Paying for pregnancy

It is 40 years since the law was changed to protect pregnant women from ill-treatment at work, but as a report from the TUC shows, pregnancy discrimination is not a thing of the past. The report suggests that the attitudes of many employers are still stuck in the 1970s - with sacking, bullying and sidelining of expectant mothers commonplace. The Pregnancy Test: Ending Discrimination at Work for New says that, although the law is on the side of pregnant women, many feel shunned as soon as they share their impending baby news with colleagues.

The charity, Maternity Action formed in 2008 to end inequality and improve the health and well-being of pregnant women, partners and young children from conception through to the child's early years.

Making a difference, the charity's Fifth Anniversary Impact Report, tells the story from the beginning, and celebrates achievements in areas such as challenging pregnancy discrimination, improving breastfeeding rights, and defending migrants' access to essential NHS care.

With a landmark study by the London School of Economics and Essex University concluding that sweeping changes to benefits and taxes have shifted income from the poorer half of households to most of the richer half, Maternity Action's report Valuing families? shows how cuts to maternity benefits since 2010 have removed £1.5 billion per year from the income of pregnant women and new parents.

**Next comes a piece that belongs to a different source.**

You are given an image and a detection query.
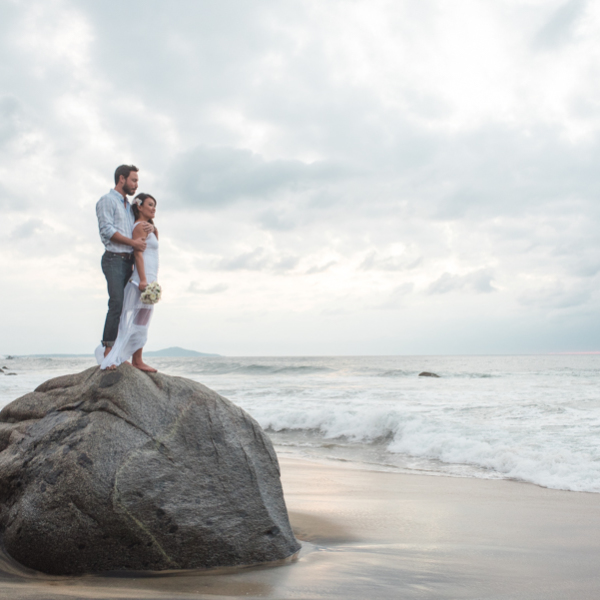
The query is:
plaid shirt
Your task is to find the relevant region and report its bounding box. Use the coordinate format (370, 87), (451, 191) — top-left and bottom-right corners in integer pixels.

The report concludes that this is exacerbating high rates of poverty among new families, and contributing to the growth in personal debt. Financial pressures are forcing some women to return to work from maternity leave earlier than they would like, depressing take-up of leave by fathers and partners.  This is entrenching the gender division of caring responsibilities, and slowing progress in reducing the gender pay gap.

Maternity Action's third new publication Accommodating breastfeeding upon return to work: guidance for employers is the product of a Department of Health-funded project. This sets out the business case for accommodating breastfeeding in the workplace - including fewer staff absences, and reduced staff turnover - as well as providing guidance on managing requests from staff, and the practical requirements.